According to the National Institutes of Health (NIH), having diabetes means that you are more likely to develop heart disease and have a greater chance of a heart attack or a stroke. People with diabetes are also more likely to have certain conditions, or risk factors, that increase the chances of having heart disease or stroke, such as high blood pressure or high cholesterol.
The NIH says, “Over time, high blood glucose from diabetes can damage your blood vessels and the nerves that control your heart and blood vessels.” The longer you have diabetes, the higher the chances that you will develop heart disease.
What else increases my chances of heart disease or stroke if I have diabetes? According to the NIH:
- High blood pressure
- Abnormal cholesterol levels
- Obesity and belly fat
- Family history of heart disease
How can I lower my chances of a heart attack or stroke if I have diabetes?

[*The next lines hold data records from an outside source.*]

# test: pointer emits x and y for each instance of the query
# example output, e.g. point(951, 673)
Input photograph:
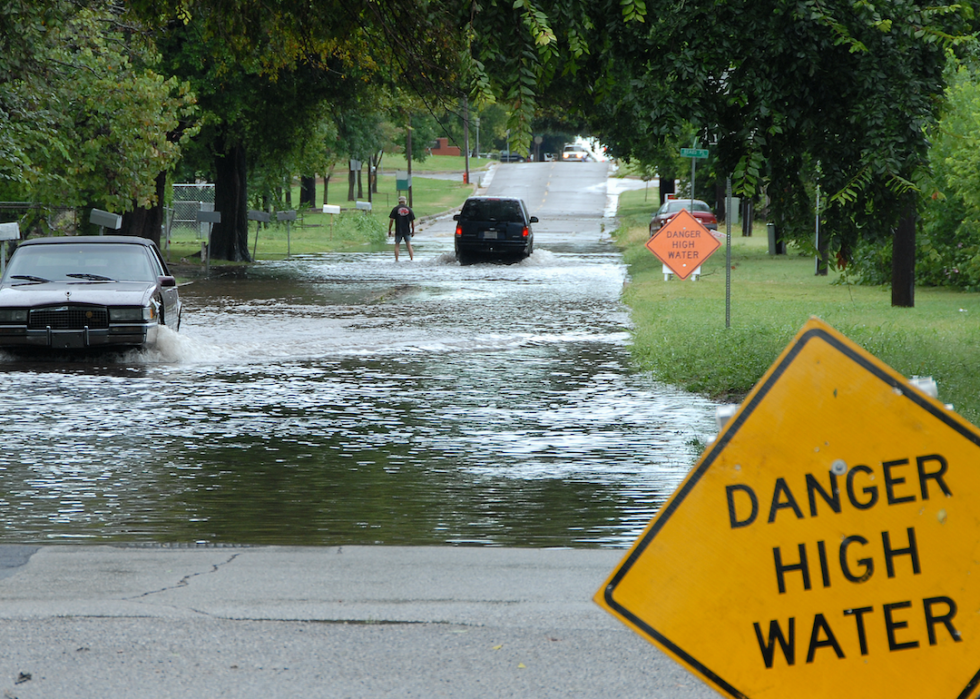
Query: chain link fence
point(186, 201)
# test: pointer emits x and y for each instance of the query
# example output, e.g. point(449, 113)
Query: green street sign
point(694, 153)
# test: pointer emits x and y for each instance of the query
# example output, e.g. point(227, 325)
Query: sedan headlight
point(13, 315)
point(132, 315)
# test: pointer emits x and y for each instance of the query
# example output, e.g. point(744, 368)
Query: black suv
point(494, 226)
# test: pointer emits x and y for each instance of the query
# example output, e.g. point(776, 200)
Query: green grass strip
point(679, 331)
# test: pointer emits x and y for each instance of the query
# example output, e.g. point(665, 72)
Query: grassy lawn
point(314, 231)
point(679, 327)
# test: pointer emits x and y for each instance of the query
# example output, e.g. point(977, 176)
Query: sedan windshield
point(675, 205)
point(492, 210)
point(80, 263)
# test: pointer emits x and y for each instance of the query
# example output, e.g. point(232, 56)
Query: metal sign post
point(694, 154)
point(728, 253)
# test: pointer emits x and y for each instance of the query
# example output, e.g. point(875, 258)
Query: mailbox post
point(210, 218)
point(259, 217)
point(104, 219)
point(8, 231)
point(287, 216)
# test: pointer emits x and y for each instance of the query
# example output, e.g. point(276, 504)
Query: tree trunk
point(408, 157)
point(307, 191)
point(903, 259)
point(229, 239)
point(146, 223)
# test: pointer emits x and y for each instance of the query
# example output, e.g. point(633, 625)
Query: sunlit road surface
point(119, 623)
point(344, 399)
point(338, 400)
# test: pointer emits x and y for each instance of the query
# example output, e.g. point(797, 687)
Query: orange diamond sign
point(683, 244)
point(826, 544)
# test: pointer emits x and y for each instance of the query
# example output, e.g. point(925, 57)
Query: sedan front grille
point(68, 317)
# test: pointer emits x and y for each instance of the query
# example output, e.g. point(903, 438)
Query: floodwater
point(344, 399)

Manage your diabetes ABC’s
- A is for the A1C test.
- B is for blood pressure.
- C is for cholesterol.
- S is for stop smoking.
Develop or maintain healthy lifestyle habits.

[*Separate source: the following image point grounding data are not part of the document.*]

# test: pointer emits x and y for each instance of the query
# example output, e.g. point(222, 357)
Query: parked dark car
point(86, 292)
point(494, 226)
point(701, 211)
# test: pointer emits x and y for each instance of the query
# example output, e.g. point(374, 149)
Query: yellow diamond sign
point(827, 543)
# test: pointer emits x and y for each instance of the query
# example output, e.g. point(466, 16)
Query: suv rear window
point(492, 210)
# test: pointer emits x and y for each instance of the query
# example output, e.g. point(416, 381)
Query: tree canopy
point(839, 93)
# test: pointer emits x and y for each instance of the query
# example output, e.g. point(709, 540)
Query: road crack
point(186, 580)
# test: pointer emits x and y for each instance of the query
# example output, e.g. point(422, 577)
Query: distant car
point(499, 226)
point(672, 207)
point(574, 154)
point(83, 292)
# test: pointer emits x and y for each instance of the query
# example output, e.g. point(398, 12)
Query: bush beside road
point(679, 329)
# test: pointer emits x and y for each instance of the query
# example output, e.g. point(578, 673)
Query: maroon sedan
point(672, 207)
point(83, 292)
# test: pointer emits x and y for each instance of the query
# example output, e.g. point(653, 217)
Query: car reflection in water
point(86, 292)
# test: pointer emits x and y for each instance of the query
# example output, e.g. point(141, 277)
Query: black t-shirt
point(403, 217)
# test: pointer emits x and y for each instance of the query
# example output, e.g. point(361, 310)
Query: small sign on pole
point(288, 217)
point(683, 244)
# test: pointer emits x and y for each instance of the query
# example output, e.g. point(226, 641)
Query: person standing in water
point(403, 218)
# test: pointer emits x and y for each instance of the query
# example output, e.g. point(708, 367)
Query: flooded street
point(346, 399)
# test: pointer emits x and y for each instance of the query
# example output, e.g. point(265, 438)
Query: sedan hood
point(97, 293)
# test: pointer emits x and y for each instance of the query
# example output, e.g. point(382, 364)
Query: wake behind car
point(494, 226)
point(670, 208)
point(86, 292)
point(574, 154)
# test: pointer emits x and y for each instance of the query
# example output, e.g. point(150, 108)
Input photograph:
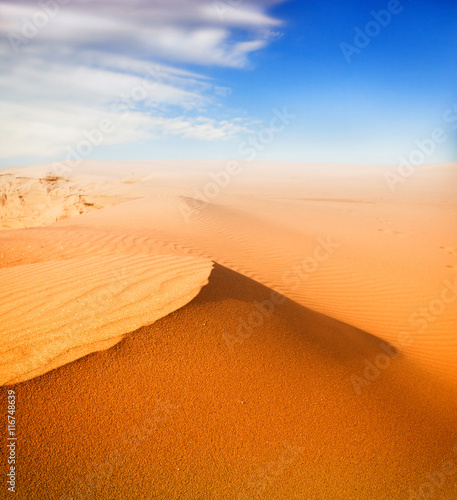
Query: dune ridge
point(174, 413)
point(58, 311)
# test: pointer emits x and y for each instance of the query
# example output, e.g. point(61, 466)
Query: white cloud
point(66, 67)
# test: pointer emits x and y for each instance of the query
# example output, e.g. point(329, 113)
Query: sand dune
point(176, 410)
point(319, 362)
point(58, 311)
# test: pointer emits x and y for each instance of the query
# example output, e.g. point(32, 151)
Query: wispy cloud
point(67, 66)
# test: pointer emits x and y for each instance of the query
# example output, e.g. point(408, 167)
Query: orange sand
point(336, 395)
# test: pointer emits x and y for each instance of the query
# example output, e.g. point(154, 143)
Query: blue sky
point(166, 79)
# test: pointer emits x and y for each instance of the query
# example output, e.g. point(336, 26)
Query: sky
point(284, 80)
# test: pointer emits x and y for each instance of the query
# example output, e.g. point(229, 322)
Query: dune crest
point(58, 311)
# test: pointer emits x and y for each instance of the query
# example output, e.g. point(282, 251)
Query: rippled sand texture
point(317, 359)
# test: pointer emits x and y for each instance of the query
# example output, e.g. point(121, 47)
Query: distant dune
point(318, 359)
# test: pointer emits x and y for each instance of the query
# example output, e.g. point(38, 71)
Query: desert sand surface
point(188, 334)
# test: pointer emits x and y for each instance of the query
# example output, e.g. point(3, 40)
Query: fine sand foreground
point(176, 330)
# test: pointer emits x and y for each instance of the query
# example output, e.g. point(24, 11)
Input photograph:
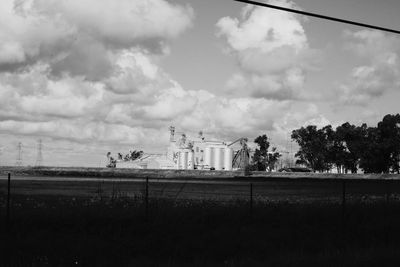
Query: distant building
point(184, 153)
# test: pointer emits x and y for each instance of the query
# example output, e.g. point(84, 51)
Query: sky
point(88, 76)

- Follow a healthy eating plan.
- Maintain or get to a healthy weight.
- Be physically active at least 30 minutes a day.
- Get enough sleep
Managing diabetes is not always easy according to the NIH. Feeling stressed, sad, or angry is common when you are living with diabetes.
Ask your doctor for medications to help protect your heart.

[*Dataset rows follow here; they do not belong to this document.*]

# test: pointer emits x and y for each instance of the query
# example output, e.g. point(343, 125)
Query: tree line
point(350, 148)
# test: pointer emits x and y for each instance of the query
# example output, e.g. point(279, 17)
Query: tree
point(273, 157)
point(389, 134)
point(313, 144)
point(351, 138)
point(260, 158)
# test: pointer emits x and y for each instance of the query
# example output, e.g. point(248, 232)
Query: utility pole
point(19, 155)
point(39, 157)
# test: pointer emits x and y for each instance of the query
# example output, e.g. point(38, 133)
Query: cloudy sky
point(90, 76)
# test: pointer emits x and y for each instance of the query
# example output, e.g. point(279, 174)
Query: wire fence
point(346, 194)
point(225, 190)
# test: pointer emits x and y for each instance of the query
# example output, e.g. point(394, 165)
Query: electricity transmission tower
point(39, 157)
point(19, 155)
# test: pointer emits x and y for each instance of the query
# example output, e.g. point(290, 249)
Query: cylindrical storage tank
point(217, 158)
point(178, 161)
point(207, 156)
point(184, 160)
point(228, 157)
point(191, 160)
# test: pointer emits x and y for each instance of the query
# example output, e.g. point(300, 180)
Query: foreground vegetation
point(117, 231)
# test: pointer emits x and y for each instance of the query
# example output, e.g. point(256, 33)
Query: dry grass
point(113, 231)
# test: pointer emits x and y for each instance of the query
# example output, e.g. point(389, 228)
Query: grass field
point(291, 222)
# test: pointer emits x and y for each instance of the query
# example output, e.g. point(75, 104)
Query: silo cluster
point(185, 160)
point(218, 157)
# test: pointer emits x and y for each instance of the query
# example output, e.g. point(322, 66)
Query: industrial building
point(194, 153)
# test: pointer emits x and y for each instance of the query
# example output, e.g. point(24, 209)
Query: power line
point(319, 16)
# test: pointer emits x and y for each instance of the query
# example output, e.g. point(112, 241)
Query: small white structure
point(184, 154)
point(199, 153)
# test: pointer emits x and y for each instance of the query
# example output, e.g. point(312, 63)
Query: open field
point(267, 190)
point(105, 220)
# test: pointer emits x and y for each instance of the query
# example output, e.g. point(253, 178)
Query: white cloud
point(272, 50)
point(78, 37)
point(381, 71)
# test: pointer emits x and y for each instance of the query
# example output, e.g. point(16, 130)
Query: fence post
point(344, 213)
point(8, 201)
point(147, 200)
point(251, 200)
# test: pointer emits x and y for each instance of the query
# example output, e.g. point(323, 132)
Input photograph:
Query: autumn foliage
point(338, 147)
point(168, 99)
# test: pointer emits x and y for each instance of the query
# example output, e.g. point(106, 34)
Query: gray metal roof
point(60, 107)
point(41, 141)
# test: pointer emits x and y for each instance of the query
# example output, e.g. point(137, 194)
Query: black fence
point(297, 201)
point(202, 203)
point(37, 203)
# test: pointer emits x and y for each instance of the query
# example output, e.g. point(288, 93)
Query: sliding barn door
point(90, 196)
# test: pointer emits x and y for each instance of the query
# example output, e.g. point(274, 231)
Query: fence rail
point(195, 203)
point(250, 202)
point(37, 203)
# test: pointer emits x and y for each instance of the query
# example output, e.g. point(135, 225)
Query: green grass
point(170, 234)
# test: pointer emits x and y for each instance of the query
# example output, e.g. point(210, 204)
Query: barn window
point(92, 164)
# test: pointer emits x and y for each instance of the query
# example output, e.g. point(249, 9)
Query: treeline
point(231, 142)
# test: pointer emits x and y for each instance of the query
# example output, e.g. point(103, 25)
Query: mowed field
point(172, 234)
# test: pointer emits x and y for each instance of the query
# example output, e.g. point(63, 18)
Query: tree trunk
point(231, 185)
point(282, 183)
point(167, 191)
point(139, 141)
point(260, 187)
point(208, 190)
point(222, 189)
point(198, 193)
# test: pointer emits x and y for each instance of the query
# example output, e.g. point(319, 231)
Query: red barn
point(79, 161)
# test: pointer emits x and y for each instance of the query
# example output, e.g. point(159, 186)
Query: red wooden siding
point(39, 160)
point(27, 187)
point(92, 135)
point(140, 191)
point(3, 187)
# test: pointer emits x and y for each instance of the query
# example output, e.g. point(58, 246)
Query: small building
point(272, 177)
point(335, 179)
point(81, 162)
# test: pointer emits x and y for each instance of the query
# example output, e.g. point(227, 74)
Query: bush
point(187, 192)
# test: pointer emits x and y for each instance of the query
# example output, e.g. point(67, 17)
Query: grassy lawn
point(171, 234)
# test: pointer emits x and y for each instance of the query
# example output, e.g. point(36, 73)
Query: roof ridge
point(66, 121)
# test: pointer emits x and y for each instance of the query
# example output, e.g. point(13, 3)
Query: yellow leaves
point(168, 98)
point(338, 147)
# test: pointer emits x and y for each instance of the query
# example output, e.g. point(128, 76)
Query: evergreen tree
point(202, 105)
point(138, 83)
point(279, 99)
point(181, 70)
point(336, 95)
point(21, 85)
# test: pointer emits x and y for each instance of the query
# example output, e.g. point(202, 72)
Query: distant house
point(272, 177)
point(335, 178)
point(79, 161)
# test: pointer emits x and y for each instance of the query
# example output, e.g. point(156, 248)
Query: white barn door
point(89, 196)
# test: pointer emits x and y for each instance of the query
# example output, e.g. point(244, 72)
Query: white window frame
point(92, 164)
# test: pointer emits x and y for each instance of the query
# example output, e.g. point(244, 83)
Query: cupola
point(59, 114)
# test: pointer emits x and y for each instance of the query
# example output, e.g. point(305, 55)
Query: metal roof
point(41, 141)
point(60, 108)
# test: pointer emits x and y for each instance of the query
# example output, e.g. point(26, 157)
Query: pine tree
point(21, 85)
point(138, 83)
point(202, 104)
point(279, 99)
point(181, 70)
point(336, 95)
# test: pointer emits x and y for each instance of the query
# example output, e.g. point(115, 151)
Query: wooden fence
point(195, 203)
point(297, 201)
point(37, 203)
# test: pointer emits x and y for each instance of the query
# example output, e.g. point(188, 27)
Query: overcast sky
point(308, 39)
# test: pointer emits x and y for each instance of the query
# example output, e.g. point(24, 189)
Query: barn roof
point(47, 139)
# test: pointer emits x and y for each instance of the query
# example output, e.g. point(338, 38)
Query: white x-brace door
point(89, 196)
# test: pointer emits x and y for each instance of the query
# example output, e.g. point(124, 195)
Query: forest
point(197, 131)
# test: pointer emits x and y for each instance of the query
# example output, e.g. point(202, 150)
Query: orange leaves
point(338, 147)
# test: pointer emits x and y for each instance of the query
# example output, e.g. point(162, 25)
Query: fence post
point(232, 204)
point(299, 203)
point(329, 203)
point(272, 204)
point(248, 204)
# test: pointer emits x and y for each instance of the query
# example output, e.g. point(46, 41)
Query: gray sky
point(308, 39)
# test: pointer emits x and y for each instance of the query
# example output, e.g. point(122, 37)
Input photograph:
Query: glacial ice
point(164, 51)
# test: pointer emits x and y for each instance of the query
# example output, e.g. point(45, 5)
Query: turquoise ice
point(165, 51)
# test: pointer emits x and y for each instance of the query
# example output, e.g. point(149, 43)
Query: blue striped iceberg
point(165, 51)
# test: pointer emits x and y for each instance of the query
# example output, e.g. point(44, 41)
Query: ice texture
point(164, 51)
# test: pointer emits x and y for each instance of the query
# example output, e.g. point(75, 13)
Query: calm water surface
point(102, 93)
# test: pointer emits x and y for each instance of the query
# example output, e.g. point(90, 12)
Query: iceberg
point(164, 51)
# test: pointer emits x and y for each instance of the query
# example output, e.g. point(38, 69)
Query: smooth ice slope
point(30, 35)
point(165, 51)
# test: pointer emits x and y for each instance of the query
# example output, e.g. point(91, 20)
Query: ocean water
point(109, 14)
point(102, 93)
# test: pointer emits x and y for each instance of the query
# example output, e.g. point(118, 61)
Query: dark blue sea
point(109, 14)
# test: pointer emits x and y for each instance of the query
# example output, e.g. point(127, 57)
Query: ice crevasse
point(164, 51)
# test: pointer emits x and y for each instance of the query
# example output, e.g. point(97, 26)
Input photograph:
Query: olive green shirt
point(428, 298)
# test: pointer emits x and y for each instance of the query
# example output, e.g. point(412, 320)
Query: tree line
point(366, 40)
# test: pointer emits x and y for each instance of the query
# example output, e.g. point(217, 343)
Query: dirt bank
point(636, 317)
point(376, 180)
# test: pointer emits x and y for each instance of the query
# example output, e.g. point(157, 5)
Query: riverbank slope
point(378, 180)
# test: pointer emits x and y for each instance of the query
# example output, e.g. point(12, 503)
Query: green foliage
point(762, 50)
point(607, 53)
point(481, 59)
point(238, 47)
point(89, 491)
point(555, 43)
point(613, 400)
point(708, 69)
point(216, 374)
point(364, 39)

According to the American Diabetes Association (ADA), diabetes can affect both your physical and mental health. A diagnosis of diabetes certainly adds a huge emotional weight, which can often manifest as depression, anxiety or some other emotional issue. The same goes for the stress of managing diabetes 24/7.
The ADA says these are the most common mental problems diabetics face:
- Diabetes Distress
People with diabetes are at special risk for periodontal (gum) disease, an infection of the gum and bone that hold the teeth in place, according to the ADA. Periodontal disease can lead to painful chewing difficulties and even tooth loss. Dry mouth, often a symptom of undetected diabetes, can cause soreness, ulcers, infections, and tooth decay. Smoking makes these problems worse.
What can I do?
According to the ADA, good blood glucose control is key to controlling and preventing mouth problems. People with poor blood glucose control get gum disease more often and more severely than people whose diabetes is well controlled. Daily brushing and flossing, regular dental check-ups and good blood glucose control are the best defense against the oral complications of diabetes.